Visualizing CPU temperature on Wednesday, October 17, 2018 of the 467-node Quanah cluster. Hosts experiencing a sudden temperature increase of 25\(^\circ \) in 3 min.

The spider or cobweb chart [7] in the lower panel of the pop-up window shows health dimensions of the selected host (visualization task T4) which are grouped by category: CPU temperature (degrees Fahrenheit), job load (number of jobs assigned on the the given host), memory usage (from 0% to 100%), fan speeds, and power consumption (in watts). The purpose of this chart is to enable users to detect similar multidimensional patterns and how they change over time.

We decide to use the spider chart to display multidimensional health status of data center since the mental images of spider charts allow users to capture and compare historical data between different hosts quickly. Figure 6 shows four examples of spider charts from four random hosts in the Quanah cluster at Texas Tech University. In particular, each closed curve on the spider charts represents a multidimensional observation. The observed period is from 11 am to 7 pm on Wednesday, October 17, 2018.

Fig. 6.
figure 6

Visualizing multidimensional heath status of four hosts in the data center.

Users can request to show multidimensional spider chart across hosts in the system at a time stamp. Figure 7 shows our multidimensional visualization of 467 hosts at Texas Tech University at 2 pm on Wednesday, October 17, 2018. Brushing and linking between the summary view and HPC spatial layout can be done via mouse over. Our prototype also supports a range of interactive features, such as zooming and filtering (visualization task T3). In Fig. 5, we only display hosts which experienced a sudden CPU heat up of over 25\(^\circ \) Fahrenheit within the two consecutive time stamps.

Fig. 7.
figure 7

Visualizing multidimensional heath status at 2 pm on Wednesday, October 17, 2018, of the 467-node Quanah cluster at Texas Tech University.
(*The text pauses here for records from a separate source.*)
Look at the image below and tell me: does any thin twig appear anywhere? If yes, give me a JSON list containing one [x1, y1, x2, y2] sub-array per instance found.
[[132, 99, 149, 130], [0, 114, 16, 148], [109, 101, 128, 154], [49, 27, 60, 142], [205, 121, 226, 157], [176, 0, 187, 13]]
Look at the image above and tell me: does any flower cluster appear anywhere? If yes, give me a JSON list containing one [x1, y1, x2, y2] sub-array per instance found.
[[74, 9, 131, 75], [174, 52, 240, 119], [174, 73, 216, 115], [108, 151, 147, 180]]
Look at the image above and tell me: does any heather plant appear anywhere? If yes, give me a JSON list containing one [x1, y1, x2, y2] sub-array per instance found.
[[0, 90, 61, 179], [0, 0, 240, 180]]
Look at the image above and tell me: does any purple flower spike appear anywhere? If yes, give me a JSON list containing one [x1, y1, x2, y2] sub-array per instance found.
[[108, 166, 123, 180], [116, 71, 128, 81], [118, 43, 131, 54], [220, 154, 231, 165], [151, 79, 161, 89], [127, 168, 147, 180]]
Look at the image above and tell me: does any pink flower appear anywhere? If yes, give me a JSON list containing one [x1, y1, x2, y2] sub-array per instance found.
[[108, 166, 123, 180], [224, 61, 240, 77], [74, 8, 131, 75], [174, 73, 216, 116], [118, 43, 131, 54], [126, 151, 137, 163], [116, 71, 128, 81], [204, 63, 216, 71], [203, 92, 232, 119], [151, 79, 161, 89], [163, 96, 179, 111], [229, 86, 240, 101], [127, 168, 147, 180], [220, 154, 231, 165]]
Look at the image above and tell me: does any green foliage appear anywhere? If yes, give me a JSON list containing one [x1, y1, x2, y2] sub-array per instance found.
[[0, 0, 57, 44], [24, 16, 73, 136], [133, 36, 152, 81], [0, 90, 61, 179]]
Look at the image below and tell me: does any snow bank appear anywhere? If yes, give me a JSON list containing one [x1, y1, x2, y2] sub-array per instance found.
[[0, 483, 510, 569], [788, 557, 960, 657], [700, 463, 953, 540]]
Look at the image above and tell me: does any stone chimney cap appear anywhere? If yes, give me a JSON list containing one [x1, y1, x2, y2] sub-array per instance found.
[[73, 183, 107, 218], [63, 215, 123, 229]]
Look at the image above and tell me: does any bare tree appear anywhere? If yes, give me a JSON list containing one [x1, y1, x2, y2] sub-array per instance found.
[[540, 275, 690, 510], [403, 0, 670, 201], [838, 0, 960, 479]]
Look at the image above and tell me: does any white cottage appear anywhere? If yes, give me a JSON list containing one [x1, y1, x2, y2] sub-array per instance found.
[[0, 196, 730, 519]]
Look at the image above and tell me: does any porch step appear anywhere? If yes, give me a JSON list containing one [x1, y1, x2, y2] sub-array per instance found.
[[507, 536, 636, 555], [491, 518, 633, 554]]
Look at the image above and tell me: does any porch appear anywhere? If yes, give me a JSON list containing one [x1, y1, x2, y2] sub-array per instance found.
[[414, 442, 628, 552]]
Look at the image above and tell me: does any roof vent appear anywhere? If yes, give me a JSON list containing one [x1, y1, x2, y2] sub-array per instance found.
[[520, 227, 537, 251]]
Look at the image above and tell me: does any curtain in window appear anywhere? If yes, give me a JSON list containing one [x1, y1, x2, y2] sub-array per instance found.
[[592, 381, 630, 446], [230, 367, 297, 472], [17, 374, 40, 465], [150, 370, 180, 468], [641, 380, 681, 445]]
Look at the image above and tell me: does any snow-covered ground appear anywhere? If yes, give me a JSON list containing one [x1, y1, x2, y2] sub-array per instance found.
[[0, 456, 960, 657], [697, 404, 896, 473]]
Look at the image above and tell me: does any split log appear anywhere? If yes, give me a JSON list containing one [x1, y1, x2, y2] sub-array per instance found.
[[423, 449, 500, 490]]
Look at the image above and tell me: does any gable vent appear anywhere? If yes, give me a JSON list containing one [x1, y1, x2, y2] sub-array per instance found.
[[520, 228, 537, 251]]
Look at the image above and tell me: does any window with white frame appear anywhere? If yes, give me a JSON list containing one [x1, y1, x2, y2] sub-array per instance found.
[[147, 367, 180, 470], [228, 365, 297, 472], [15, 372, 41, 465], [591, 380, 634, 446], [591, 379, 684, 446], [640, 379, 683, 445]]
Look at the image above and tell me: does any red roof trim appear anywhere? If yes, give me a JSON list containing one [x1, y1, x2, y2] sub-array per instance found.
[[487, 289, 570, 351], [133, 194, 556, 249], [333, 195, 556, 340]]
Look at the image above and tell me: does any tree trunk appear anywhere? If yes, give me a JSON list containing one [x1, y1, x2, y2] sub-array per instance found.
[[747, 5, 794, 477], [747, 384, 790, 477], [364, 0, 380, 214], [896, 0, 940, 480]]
4 Discussion and Future Work

Our multidimensional analysis approach received positive feedback from both industrial and academic domain experts and encouraged to explore further. One potential direction is inspecting pairwise correlations within a 2D projection [19]. Figure 8 show an example of the 467-node Quanah cluster projected on fan speed (x axis) vs. CPU temperature (y axis). The plot reveals two clusters along the x axis and an outlier (the compute 4–17) at the lower left corner which has low fan speed and temperature.

Fig. 8.
figure 8

Visualizing multidimensional heath status of all 467 hosts in the Quanah cluster at Texas Tech University: Fan speed vs. CPU temperature.
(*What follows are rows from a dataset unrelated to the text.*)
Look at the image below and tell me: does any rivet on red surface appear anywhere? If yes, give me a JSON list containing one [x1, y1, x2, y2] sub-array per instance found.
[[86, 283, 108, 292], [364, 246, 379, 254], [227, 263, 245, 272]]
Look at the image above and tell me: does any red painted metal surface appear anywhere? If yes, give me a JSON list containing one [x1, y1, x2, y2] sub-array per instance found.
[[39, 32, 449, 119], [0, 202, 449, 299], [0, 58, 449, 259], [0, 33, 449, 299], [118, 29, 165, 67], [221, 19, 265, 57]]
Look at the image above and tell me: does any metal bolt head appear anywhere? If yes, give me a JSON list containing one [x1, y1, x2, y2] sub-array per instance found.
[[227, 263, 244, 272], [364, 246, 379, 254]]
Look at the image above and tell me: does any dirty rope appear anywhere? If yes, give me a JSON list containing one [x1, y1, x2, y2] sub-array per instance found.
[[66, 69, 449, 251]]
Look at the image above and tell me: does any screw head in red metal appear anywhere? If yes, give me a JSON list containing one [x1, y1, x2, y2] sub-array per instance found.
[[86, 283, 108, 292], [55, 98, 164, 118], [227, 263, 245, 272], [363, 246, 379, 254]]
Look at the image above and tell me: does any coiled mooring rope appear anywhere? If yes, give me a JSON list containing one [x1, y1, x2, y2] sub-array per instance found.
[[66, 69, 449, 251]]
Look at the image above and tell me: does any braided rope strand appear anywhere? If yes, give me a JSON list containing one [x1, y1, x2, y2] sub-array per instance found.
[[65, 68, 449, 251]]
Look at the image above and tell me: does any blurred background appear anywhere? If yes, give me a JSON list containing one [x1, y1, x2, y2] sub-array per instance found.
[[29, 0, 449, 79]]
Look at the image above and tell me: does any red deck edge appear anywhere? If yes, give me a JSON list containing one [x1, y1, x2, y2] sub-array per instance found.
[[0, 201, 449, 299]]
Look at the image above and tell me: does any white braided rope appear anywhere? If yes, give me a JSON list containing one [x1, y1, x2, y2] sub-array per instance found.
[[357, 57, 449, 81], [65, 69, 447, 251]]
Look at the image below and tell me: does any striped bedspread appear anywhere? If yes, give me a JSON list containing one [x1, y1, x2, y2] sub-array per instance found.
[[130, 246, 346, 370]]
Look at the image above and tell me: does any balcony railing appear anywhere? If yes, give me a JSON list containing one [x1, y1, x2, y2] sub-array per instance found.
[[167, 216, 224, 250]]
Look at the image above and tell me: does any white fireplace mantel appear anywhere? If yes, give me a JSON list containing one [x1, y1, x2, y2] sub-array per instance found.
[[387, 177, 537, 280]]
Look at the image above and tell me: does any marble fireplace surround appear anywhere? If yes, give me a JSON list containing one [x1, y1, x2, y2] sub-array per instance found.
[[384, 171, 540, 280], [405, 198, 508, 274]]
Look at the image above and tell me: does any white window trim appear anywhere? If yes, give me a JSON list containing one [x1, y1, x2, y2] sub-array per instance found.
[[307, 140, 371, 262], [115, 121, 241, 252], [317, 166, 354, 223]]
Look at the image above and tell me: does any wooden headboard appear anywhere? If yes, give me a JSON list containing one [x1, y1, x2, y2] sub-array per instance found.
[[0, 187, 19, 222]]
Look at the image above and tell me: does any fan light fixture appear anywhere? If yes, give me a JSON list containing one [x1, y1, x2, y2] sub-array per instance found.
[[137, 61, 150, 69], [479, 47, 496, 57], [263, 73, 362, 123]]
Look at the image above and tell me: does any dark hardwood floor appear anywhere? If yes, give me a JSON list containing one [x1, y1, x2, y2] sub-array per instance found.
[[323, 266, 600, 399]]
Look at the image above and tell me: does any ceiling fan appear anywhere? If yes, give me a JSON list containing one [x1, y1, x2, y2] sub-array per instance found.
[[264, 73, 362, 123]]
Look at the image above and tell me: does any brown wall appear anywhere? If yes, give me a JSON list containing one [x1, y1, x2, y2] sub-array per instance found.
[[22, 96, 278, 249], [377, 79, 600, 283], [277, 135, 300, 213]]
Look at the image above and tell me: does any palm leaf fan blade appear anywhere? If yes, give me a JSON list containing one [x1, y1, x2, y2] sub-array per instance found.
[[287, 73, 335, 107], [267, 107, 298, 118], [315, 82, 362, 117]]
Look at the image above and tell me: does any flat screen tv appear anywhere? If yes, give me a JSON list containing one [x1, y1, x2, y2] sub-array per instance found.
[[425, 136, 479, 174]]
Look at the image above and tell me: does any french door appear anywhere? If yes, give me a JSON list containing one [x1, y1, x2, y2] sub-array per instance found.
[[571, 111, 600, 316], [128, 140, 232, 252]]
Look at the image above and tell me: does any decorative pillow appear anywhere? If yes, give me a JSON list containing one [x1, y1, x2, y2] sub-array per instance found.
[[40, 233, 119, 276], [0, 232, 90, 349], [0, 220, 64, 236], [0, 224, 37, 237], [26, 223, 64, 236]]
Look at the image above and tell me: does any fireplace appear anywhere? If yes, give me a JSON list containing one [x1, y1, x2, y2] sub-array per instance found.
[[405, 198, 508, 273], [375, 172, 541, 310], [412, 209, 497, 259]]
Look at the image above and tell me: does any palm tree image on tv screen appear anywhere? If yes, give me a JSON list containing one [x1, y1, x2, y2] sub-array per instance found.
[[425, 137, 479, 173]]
Instead of having a human looking into every single scatterplot, visual features [20] can help to simplify this process by highlighting only unusual correlations. The following examples in Fig. 9 summarize possible 2D projections that can be captured using these visual features [9].

Fig. 9.
figure 9

Some example scatterplots and their measures [8]. In each row, the scatterplots with a low score on the associated measures are on the left while the scatterplots with a high score on the associated visual features are on the right.

5 Conclusion

This paper present a graphical tool for situational awareness and multidimensional health status of data centers using real-time data gathered through the industry-standard Redfish protocol and API (v.s. the aging IMPI protocol). The system has two components: visual feature extraction for pairwise projection and spider chart for visualizing high-dimensional health status. Our prototype supports a wide range of interactive features such as brushing and linking, zooming, and filtering.

In future work, we want to incorporate machine learning framework, such as TensorFlow [1] to predict the system health status. The model will be trained on historical data, make real-time predictions, and raise the alarm to the system administrator for timely actions. Google recently released tensorflow.js (https://js.tensorflow.org) which can be naturally adapted in our project. Virtual Reality and Augmented Reality (VR and AR) are also interesting future extensions. VR and AR interfaces enable real-time monitoring beyond traditional displays by experiencing interactive visualization techniques on mobile devices as well as within immersive environments.